Sans aucun doute, la stratégie iranienne produit des résultats probants : les investissements limités génèrent des retours importants. Si les chiffres précis manquent, on estime que le soutien financier à Hizballah atteint plusieurs centaines de millions de dollars annuels, celui à Hamas plusieurs centaines, et que le soutien aux Houthis est sans doute de l’ordre de celui accordé à Hamas. Ce modèle est plus efficace que l’acquisition d’équipements militaires conventionnels, compliquée par les sanctions et l’isolement de la République islamique.
Il faut également noter une évolution stratégique importante : alors que la stratégie iranienne reposait naguère sur un modèle centralisé (hub-and-spoke), avec l’Iran au centre d’un réseau d’acteurs armés non étatiques, on observe depuis quelques années un renforcement des liens entre les « branches » elles-mêmes : entre Houthis, Hamas et Hizballah, par exemple. Téhéran encourage activement cette dynamique, la considérant comme une étape cruciale dans l’institutionnalisation et la maturation de l’axe de résistance.

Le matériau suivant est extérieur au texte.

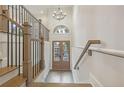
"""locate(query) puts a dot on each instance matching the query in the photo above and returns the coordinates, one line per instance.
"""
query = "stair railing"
(85, 50)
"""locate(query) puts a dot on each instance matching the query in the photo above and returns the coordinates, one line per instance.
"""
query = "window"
(61, 29)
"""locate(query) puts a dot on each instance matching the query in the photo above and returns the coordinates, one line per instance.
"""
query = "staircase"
(61, 85)
(9, 77)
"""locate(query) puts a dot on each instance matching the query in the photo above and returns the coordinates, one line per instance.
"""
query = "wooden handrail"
(112, 52)
(85, 50)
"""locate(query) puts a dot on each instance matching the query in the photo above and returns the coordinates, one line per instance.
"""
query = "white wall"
(106, 24)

Avec le recul, y a-t-il des points que vous auriez modifiés dans votre analyse ?
Avec le recul, j’aurais mis davantage l’accent sur la montée en puissance des capacités maritimes et des ambitions des Houthis en mer Rouge. Ce point était déjà présent dans mon analyse, notamment dans une étude approfondie publiée dans Studies in Conflict and Terrorism, mais à l’époque j’étais plus concentré sur l’influence houthiste croissante sur l’Arabie saoudite et les Émirats. La mer Rouge revêt une importance stratégique considérable, et les événements actuels montrent que la puissance navale houthiste représente un défi majeur pour les États-Unis et leurs alliés.